Thursday, September 28, 2006

Crisis, What Crisis?

Spain is not going to sink just because 25000 immigrants arrive in the Canary Islands. This was the dismissive message of a German politician last week at a European Union meeting in Finland where the Spanish government was requesting assistance to deal with the arrival of African immigrants in the Canaries. Behind the comment was an attitude that Spanish governments will probably have to get used to; Spain is no longer in a position to demand help from the EU, it is now one of the wealthier nations in the union following the expansion to 25 members.

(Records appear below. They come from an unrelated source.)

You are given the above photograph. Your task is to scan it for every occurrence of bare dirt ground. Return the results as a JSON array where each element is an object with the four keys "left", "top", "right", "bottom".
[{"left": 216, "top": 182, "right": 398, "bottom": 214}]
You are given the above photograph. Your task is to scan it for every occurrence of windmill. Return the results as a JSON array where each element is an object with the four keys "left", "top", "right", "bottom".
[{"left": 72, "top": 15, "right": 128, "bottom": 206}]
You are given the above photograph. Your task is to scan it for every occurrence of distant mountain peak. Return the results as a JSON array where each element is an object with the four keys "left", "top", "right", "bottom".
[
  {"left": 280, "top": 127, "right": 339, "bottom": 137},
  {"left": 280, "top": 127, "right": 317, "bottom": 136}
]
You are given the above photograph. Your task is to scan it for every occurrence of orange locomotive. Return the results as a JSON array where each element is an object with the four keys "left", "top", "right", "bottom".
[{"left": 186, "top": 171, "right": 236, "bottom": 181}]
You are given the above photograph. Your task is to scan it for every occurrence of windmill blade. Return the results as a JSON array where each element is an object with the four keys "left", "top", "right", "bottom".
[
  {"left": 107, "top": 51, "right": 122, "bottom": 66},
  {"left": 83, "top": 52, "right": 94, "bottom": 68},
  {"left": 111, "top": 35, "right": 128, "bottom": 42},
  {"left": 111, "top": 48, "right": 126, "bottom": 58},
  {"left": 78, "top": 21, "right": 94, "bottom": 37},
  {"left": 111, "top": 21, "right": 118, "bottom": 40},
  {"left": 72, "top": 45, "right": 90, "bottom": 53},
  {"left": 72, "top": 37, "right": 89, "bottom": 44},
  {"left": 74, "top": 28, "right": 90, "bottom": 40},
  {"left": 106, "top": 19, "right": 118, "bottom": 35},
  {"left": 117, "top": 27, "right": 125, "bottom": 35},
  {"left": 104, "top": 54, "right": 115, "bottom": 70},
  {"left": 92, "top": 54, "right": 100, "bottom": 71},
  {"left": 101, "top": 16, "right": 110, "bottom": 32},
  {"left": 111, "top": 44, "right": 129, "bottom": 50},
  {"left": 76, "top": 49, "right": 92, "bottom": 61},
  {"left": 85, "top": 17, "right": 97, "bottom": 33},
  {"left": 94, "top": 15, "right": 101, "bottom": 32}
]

The remark was intended as a means of suggesting that there was no real reason for Spain to get help, but it accidentally put the problem into perspective too. The coverage in Spain of these boats arriving in Tenerife is leading people to talk as if the country is facing some kind of major crisis as a result. It is a curious side-effect of the government’s policy of closing down other migration routes that have been used to cross over to the mainland, because it has concentrated the arrivals in a single area whereas previously there were many different arrival points. So even though there has been no significant increase in African immigration, the impression given is that is has risen very sharply. Indeed, compared to the overall increase in immigration to Spain in the last 10 years, the arrival of 25000 more in the Canary Islands is literally a drop in the ocean when compared to the number of people who will arrive by more conventional means. If there is any real crisis here, it is in the incapacity of the Canarian authorities to cope with so many arrivals in the same place, and in the number of immigrants who do not survive the difficult, dangerous journey.

The plea to the European Union was part of an attempt by the government to look busy on this issue, and intense pressure has been placed on Senegal and other West African nations to accept repatriation of some of these migrants. The government is aware that the issue of illegal immigration can damage them, especially with the Partido Popular intent on pretending that it is somehow just a phenomenon of the last two years. In the process the sense of crisis is accentuated rather than reduced, as nobody seems willing to emphasise the message that the German representative put across so simply a few days ago.